Affitti Infine, per aggiornare i prezzi degli affitti, l’importo degli oneri d’uso avverrà in riferimento anche «ai valori delle locazioni definiti dall’osservatorio del mercato immobiliare dell’agenzia del territorio e della camera di commercio. L’importo può essere ridotto se le associazioni svolgono attività integrative o sostitutive di servizi pubblici istituzionali». L’obiettivo della proposta, ha rimarcato la consigliera Pittola in sede di illustrazione, «è di raggiungere in materia la massima trasparenza, rispondendo alle esigenze delle tante associazioni che richiedono la possibilità di poter usufruire di immobili per lo svolgimento delle loro attività. L’auspicio ulteriore, infine, è che si possa procedere anche ad una revisione dei contratti “anomali” in essere, così da raggiungere la piena conformità degli stessi al regolamento».

Buco nero Quello delle assegnazioni, ha riferito durante il dibattito la consigliera Rosetti, è un problema che «non risiede tanto nel regolamento, quanto nel fatto che lo stesso è stato, in passato, costantemente bypassato, parcellizzando la gestione immobiliare tra vari settori del comune. Si è assistito, di conseguenza, ad un autentico impossessamento dei locali comunali, cancellando i principi della condivisione e della trasparenza. «La verità – continua il capogruppo M5S – è che in passato si è fatto del patrimonio pubblico un sistema di politica personale, penalizzando il sano associazionismo. L’attuale giunta aveva ogni possibilità di applicare attentamente il buon regolamento vigente dal 1996, ma ha preferito muoversi in modo diverso: non si è voluto, cioè, valorizzare l’associazionismo, ma si punta a piegarlo agli interessi dell’uno o dell’altro». La situazione in vigore, quindi, per la Rosetti appare chiara: non vi è alcuna differenziazione tra quelle associazioni che svolgono attività meritoria in favore della città e quelle associazioni forti, che spesso e volentieri hanno fine di lucro, queste vengono tutelate perché, evidentemente, sono utili.

L’ira del Pd Di segno opposto è, invece, la visione dell’opposizione in quota Pd e Socialisti riformisti, per cui il voto di lunedì esprime il totale disinteresse della maggioranza verso le periferie e una ormai inspiegabile ignoranza del tessuto sociale cittadino. «La visione distorta e marginale della nostra città porta oggi a demolire l’associazionismo perugino limitando a 9 anni l’utilizzo degli spazi – afferma il capogruppo Pd Mencaroni – escludendo quindi la possibilità e l’interesse, per chi usufruisce degli immobili, di investire nelle manutenzioni degli stessi».
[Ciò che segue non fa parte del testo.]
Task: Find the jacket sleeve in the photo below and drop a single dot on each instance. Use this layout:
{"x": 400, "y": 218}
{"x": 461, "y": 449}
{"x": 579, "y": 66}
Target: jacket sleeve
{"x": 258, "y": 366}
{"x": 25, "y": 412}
Strumentalizzazioni Sarebbe veramente grave, secondo Mencaroni, togliere le strutture a quelle associazioni che operano da decenni nei territori e che in quei territori sono radicate. «Ancora una volta vengono disattese e ridicolizzate le obiezioni dell’opposizione che a questo riguardo non ha mai usato strumentalizzazioni, ma protetto e difeso una realtà che ben conosce, che vive, con la quale collabora. La socialità non è politicizzata ma è di molti, certo chi amministra la città in maniera elitaria stenta a comprendere l’importanza dei ruoli che rivestono le associazioni».